With ransomware gangs unlikely to be shutting down their operations for good, what should businesses be on the lookout for next? According to Kevin Curran, senior IEEE member and professor of cyber security at Ulster University, attacks are only going to become more sophisticated.
“Cyber crime has become an industry and attackers are most certainly becoming far more organised,” he tells IT Pro. “Many have cyber crime units typical of any large legitimate business, such as partner networks, associates, resellers, and vendors. In fact, they even have dedicated call centres, which are typically used to help with requests from ransomware victims.
“Of course, they use sophisticated methods to remain hidden, such as encryption, dark web forums, virtual private networks (VPNs) and other obfuscation techniques. They also offer franchises which allow other hackers to replicate their botnets and vectors of compromise and even provide training.”

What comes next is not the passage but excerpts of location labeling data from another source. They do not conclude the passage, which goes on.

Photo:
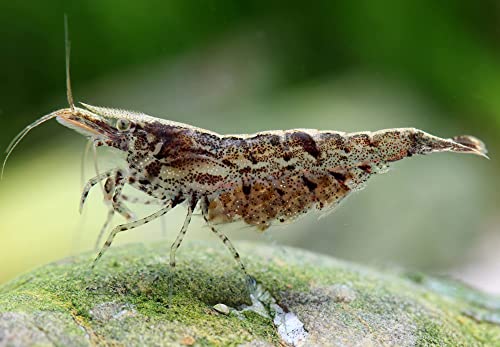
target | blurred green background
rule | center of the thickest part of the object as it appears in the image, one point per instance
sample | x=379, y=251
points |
x=240, y=67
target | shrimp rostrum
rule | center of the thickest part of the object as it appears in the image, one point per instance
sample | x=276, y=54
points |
x=260, y=179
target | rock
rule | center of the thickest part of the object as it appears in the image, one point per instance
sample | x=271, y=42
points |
x=125, y=301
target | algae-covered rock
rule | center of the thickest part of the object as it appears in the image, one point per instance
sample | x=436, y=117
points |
x=311, y=300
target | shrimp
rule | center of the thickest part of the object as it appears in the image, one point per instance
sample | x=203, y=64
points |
x=261, y=179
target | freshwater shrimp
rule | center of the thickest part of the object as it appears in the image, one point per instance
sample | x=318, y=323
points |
x=262, y=179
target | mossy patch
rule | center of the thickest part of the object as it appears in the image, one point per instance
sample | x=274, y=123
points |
x=125, y=301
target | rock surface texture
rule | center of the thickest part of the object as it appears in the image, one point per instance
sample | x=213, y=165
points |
x=302, y=299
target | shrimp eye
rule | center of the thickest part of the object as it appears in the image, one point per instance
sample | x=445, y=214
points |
x=123, y=124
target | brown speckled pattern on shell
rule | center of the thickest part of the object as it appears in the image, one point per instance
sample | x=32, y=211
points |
x=268, y=177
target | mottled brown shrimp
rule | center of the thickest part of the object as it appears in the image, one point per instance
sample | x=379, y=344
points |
x=261, y=179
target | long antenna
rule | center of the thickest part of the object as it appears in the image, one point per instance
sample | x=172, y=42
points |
x=67, y=45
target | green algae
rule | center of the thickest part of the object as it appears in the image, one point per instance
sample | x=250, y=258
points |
x=124, y=301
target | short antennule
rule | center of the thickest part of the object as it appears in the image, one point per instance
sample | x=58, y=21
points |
x=67, y=45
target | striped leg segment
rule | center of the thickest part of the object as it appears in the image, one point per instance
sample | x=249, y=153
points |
x=92, y=182
x=142, y=201
x=129, y=226
x=224, y=239
x=105, y=226
x=174, y=247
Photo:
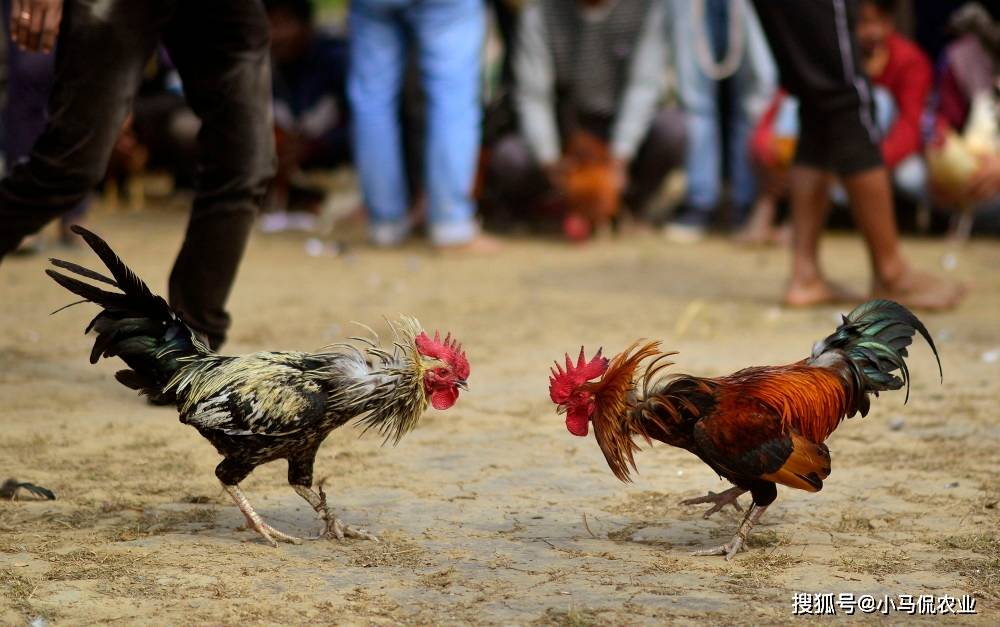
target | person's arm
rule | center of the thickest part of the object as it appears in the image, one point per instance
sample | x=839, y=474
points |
x=644, y=89
x=535, y=87
x=910, y=94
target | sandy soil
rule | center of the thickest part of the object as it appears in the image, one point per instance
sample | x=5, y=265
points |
x=490, y=513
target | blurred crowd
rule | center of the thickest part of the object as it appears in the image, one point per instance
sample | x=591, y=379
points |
x=577, y=117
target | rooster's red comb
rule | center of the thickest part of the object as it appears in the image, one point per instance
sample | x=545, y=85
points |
x=449, y=351
x=564, y=381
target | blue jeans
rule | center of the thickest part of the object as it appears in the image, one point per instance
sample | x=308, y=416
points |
x=751, y=87
x=448, y=36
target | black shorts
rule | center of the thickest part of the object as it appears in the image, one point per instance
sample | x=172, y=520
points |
x=817, y=54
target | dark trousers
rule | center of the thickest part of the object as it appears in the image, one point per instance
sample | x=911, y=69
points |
x=817, y=54
x=516, y=180
x=29, y=81
x=220, y=49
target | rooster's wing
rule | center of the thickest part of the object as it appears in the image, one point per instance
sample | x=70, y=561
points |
x=261, y=394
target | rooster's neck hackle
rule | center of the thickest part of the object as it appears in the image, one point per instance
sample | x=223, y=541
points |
x=388, y=388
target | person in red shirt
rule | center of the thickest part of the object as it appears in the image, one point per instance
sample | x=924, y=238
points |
x=902, y=76
x=898, y=65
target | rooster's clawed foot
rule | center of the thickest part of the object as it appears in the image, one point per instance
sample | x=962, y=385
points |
x=335, y=528
x=720, y=500
x=730, y=549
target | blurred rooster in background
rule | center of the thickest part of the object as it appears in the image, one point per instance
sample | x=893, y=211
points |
x=265, y=406
x=757, y=427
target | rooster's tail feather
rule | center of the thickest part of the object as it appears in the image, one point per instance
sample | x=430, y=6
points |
x=134, y=324
x=874, y=337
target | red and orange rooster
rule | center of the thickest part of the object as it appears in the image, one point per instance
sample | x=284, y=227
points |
x=590, y=185
x=262, y=407
x=757, y=427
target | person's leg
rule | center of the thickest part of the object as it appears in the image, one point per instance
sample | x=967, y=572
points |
x=703, y=156
x=742, y=180
x=450, y=35
x=98, y=64
x=663, y=149
x=221, y=51
x=809, y=197
x=378, y=58
x=893, y=277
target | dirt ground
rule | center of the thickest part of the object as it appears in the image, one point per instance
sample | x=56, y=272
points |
x=490, y=513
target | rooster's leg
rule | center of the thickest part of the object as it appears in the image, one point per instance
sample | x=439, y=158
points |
x=255, y=522
x=334, y=526
x=733, y=546
x=718, y=501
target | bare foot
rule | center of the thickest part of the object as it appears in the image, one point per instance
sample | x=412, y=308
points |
x=482, y=244
x=782, y=235
x=818, y=292
x=921, y=290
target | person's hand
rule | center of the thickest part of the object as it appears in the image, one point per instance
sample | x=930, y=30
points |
x=985, y=182
x=34, y=24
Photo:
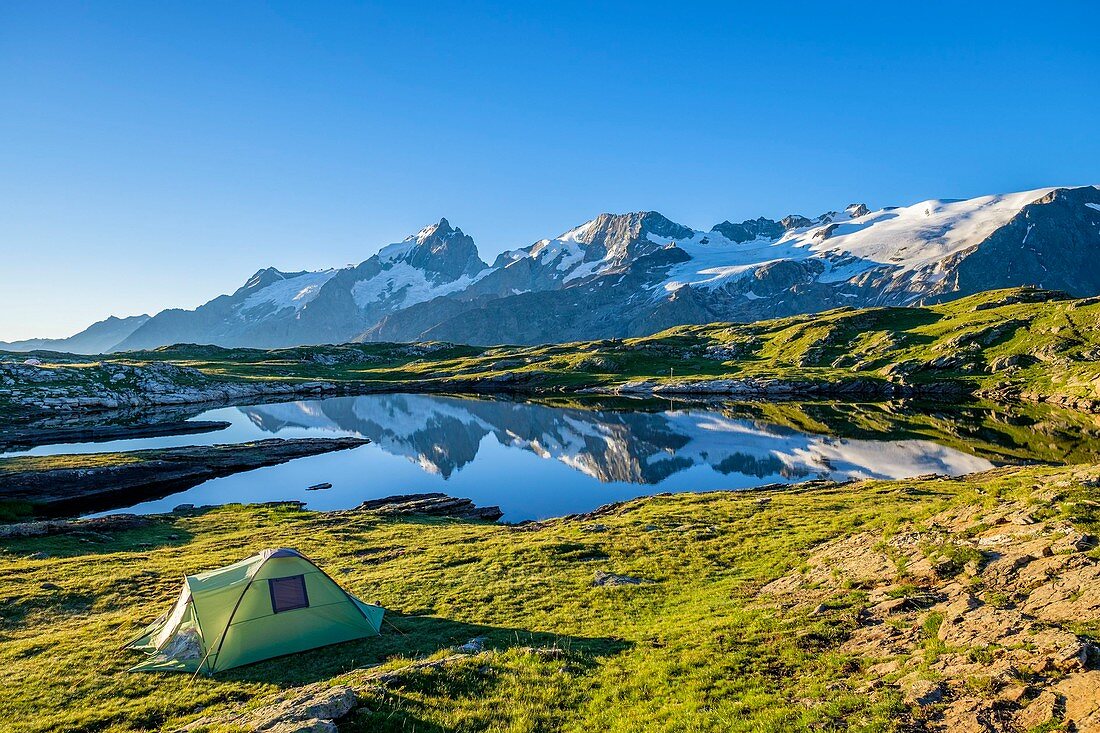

Similarly, Jérôme Segura, director of threat intelligence at Malwarebytes, believes that the revenue these hacking groups have earned so far means that this money will be used to advance their operations.
“Ransomware is big business and creates its own ecosystem of various threat actors and affiliates,” Seguar comments. “One of the issues with those million dollar payouts is that criminals can easily reinvest the money into developing better tools and teams. That means businesses that are already trailing behind with security patches could be completely caught off guard with things like zero-day exploits.”
With this in mind – and with ransomware unlikely to be disappearing for good anytime soon – businesses need to make sure that they soup-up their security protections. Andrew Rubin, co-founder and CEO at Illumio, tells IT Pro: “Our hope is that these recent wake-up calls will ensure that we do a better job protecting ourselves going forward – because if not, it’s more likely that eventually an attacker is going to hit something much more critical, whether by design or accidentally.
“Criminals don’t stop being criminals due to unintended consequences. There is little to no data in the history of crime to support that outcome, and we should not bet on it as our security strategy this time around.”